Dec. 20th, 2009

Epilogue

Dec. 20th, 2009 03:36 pm
roadrunnertwice: Rodney the Second Grade T-Ball Jockey displays helpful infographics. (T-ball / Your Ass (Buttercup Festival))

I played with Scrivener during November, and had decidedly mixed feelings about it. So I decided I should give the other main IDEs-for-prose a shot! My feelings about them were decidedly un-mixed.


Ulysses 2.0: I tried the first version back in '06 or so and loathed it, but my tastes have changed, and I figured its focus on markup-based* formatting might appeal more to me than Scrivener's NSTextView WYSIWYG. Yeah, no. God no. This program runs so counter to the way my brain works that I actually have a hard time imagining the existence of people who find it useful.** It has all the failings of an integrated writing environment, but it consciously rejects all of the benefits. I absolutely remember why I threw it aside last time and just went with BBEdit and a folder fulla text files.

StoryMill: Also no dice; even reading through the tutorial file made my head kind of spin. The dealkiller here was how much fidgeting and toggling and administrative nonsense you have to go through to do anything. Are you typing in the "Notes," or the "Text," or the "Chapter?" It's all the same text field, and you have to constantly fiddle with these controls at the top to make sure you're in the right place, which, NO, I have better things to do with my attention. (Also! It failed at importing some UTF8 text files and spat mojibake throughout. WTF? This is 2009, yo, I should not need to babysit charset conversion.)

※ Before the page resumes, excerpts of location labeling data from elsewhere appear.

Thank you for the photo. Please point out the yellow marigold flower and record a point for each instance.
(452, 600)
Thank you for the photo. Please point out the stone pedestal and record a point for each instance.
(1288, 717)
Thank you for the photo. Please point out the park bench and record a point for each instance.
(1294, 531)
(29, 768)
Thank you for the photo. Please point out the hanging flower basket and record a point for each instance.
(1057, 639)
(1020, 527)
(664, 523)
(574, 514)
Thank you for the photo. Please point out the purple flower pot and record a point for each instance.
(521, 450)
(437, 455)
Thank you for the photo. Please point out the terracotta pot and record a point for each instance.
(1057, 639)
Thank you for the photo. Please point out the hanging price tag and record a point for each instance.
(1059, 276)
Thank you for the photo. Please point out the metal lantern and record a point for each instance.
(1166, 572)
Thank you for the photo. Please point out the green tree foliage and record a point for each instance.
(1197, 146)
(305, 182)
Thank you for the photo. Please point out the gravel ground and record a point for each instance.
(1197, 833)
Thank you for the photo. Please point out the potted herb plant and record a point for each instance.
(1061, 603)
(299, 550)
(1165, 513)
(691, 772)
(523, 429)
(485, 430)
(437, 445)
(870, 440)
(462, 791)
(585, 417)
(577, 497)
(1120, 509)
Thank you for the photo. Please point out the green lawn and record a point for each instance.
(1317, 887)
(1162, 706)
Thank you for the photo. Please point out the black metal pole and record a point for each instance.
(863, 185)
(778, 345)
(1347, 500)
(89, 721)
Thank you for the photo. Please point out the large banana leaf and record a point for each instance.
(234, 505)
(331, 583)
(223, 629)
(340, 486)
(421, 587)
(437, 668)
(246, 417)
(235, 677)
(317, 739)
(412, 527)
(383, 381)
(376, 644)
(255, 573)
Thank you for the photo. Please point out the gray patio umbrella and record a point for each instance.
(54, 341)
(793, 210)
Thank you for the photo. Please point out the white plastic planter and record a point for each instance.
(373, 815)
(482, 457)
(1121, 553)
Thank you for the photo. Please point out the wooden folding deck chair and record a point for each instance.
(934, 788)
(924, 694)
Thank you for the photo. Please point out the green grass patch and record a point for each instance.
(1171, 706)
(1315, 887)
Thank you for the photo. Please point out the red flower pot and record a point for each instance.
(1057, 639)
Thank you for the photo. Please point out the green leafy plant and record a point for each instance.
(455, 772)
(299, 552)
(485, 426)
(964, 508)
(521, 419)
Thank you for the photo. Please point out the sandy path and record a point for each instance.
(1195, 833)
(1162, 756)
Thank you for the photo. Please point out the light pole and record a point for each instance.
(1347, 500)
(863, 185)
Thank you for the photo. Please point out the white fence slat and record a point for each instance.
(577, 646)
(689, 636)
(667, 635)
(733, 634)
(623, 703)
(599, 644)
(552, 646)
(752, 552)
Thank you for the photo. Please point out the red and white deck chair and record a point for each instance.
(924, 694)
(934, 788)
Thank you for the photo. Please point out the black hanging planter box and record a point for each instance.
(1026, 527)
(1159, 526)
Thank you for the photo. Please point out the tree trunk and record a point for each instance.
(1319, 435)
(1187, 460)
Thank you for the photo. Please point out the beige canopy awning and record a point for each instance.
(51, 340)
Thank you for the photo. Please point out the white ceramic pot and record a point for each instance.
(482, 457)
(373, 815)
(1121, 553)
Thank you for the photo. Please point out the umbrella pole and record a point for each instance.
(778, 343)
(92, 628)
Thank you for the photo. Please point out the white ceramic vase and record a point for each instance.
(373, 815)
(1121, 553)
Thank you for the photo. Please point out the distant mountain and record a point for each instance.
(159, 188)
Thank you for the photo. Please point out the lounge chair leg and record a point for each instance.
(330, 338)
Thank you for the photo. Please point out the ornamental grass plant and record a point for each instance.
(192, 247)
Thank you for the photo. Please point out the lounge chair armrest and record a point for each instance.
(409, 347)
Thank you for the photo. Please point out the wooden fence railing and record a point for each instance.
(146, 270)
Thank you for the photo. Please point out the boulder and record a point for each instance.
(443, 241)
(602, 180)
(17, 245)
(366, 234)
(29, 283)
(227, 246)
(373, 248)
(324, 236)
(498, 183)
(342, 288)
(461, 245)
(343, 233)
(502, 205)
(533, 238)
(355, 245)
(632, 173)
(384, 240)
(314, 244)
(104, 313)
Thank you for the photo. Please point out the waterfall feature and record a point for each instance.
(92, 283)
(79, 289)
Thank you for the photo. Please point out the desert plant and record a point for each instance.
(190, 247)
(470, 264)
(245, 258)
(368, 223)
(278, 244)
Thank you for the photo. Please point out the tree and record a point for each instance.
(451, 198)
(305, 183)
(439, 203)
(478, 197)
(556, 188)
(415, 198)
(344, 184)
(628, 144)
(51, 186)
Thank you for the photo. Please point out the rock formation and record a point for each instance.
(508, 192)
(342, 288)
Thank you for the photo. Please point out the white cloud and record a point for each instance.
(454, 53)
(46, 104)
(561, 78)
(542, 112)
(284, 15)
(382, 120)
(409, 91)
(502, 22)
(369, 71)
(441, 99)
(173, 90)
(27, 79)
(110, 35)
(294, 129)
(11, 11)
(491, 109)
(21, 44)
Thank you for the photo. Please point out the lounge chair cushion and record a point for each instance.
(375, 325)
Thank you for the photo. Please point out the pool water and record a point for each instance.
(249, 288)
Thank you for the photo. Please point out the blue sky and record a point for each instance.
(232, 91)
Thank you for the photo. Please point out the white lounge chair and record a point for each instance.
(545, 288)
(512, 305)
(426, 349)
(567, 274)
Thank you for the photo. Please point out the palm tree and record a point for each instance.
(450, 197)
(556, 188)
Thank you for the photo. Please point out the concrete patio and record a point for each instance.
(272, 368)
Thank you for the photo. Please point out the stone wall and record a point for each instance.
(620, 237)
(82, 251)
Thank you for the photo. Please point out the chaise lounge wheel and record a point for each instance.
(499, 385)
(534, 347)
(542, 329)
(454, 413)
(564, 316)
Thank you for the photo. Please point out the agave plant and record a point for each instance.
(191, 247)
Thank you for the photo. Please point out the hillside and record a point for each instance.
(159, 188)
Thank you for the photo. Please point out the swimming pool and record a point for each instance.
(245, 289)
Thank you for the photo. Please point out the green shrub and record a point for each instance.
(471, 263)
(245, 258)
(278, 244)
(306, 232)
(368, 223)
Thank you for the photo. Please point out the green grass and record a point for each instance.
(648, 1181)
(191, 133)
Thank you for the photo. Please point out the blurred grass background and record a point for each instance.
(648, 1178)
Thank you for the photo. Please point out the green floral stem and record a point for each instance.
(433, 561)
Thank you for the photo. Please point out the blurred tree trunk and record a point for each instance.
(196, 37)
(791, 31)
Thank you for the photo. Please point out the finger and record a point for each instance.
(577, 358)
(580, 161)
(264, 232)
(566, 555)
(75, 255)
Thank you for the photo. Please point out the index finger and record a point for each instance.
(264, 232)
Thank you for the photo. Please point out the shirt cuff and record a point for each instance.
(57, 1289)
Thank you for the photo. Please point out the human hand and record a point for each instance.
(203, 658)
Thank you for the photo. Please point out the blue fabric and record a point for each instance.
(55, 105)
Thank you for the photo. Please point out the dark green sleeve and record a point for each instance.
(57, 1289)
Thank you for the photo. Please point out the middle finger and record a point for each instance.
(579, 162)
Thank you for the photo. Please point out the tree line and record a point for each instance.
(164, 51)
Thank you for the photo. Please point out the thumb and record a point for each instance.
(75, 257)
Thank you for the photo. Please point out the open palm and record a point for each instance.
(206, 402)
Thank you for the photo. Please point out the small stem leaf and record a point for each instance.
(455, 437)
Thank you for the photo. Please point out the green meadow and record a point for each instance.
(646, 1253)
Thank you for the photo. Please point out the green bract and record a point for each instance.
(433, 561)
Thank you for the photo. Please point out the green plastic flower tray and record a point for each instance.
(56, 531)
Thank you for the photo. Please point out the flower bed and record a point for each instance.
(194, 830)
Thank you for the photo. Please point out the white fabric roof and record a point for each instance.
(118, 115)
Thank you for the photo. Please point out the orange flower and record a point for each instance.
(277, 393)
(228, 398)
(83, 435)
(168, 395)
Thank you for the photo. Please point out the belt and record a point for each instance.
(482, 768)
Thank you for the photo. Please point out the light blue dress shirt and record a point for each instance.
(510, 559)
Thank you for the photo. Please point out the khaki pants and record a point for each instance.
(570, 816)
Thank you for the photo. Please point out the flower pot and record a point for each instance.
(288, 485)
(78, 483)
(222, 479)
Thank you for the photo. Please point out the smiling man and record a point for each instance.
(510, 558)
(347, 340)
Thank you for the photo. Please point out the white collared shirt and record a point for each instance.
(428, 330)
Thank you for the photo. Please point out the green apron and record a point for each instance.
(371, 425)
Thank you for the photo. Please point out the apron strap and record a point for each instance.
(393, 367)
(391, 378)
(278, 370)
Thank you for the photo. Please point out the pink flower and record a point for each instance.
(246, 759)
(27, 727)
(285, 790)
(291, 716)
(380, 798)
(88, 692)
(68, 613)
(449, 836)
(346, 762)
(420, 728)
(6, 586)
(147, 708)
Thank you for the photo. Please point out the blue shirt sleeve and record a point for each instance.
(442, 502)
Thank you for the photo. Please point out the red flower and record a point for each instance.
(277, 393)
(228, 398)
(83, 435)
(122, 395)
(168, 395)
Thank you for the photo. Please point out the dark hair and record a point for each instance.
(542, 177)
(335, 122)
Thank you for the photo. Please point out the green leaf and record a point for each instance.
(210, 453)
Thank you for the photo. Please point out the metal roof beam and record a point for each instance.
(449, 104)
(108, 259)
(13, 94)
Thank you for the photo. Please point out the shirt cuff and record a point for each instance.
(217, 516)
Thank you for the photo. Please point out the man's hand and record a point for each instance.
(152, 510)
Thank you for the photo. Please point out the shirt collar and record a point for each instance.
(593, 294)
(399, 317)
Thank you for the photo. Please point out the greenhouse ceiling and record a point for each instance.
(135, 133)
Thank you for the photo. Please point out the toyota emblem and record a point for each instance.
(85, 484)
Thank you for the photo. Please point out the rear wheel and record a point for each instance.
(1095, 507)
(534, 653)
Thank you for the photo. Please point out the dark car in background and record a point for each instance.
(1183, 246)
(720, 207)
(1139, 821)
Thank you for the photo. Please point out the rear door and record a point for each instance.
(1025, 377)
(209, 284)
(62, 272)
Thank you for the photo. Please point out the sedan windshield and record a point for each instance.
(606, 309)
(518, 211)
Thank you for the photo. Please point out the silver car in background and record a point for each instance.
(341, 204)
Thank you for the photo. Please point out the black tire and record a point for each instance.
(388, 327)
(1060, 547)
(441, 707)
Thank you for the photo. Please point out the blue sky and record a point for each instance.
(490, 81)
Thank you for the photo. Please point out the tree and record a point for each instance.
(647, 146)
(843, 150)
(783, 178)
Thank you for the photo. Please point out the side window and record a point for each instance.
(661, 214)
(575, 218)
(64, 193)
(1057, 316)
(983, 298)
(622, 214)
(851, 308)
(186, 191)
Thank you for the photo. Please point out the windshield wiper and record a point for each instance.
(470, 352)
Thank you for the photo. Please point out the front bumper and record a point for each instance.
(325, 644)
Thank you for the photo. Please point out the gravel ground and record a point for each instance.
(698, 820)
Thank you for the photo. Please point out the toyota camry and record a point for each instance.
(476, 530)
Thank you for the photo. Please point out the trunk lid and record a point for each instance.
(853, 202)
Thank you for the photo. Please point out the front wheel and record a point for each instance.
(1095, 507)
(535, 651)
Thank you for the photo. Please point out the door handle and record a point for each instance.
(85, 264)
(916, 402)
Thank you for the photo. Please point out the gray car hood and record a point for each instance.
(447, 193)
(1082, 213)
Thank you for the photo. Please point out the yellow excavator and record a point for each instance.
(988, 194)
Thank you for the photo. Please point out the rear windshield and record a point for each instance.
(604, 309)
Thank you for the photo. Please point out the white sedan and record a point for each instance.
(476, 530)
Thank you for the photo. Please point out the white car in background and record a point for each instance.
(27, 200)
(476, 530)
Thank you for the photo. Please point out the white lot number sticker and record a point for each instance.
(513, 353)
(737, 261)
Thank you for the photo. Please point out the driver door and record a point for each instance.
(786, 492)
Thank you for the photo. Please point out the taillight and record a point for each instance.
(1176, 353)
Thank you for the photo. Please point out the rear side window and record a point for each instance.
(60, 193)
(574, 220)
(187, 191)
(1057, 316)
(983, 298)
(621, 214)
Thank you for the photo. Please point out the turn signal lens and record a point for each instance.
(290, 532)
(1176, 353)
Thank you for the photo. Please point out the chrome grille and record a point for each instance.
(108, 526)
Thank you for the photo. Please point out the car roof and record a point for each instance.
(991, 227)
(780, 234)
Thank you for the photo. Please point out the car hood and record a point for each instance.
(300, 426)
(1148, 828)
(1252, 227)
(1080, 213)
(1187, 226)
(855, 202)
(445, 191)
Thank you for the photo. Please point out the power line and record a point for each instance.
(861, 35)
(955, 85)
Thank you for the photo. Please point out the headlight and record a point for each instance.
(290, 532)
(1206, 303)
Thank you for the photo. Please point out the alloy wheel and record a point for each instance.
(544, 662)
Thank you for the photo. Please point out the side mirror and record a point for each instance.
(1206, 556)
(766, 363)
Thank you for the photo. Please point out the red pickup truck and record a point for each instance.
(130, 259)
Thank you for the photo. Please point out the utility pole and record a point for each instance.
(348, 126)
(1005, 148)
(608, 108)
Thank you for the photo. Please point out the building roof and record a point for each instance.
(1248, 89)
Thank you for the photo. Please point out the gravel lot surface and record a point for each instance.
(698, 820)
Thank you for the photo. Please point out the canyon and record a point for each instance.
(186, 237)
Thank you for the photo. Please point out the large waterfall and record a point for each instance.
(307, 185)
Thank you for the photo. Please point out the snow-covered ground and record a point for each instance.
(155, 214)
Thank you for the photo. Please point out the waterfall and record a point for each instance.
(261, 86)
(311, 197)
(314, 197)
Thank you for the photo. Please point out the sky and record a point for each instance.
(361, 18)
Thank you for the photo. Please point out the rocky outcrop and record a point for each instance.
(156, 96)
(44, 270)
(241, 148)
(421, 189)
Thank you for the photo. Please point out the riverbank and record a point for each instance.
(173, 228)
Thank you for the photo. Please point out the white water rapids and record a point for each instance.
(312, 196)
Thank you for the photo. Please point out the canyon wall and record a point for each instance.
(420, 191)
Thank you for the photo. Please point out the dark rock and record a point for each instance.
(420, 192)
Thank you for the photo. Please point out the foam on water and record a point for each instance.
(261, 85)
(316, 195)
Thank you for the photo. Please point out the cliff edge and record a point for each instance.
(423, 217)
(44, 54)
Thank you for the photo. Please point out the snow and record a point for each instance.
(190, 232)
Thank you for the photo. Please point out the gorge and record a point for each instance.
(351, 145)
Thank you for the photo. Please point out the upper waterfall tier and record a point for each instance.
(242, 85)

In the meantime, it turned out that Scrivener'd made a good enough case for its utility during the trial period that I did, in fact, miss it. I have issues with it, but it's... actually a pretty good implementation of something that will make part of what I do a whole lot easier. And it fits with my current write-in-bits-on-the-train thing really really well. So, I bought it.


* Just for the record, what bugs me most about WYSIWYG composition is modal emphasis with no indicator. As in, you're looking at the screen and there is a blinking cursor: when you type something, is it going to be bold or italic? WHO KNOWS. Drives me bats. (Brief props: MS Word slants the cursor when you're in itals, which is cool. Everyone should do that, and make it blocky when you're in bold. That would solve the problem perfectly. But I seem to be the only person who's infuriated by the current situation, so whatever. Grumph.)

** Obviously they're around, and I am glad they enjoy it. Space aliens deserve good software too!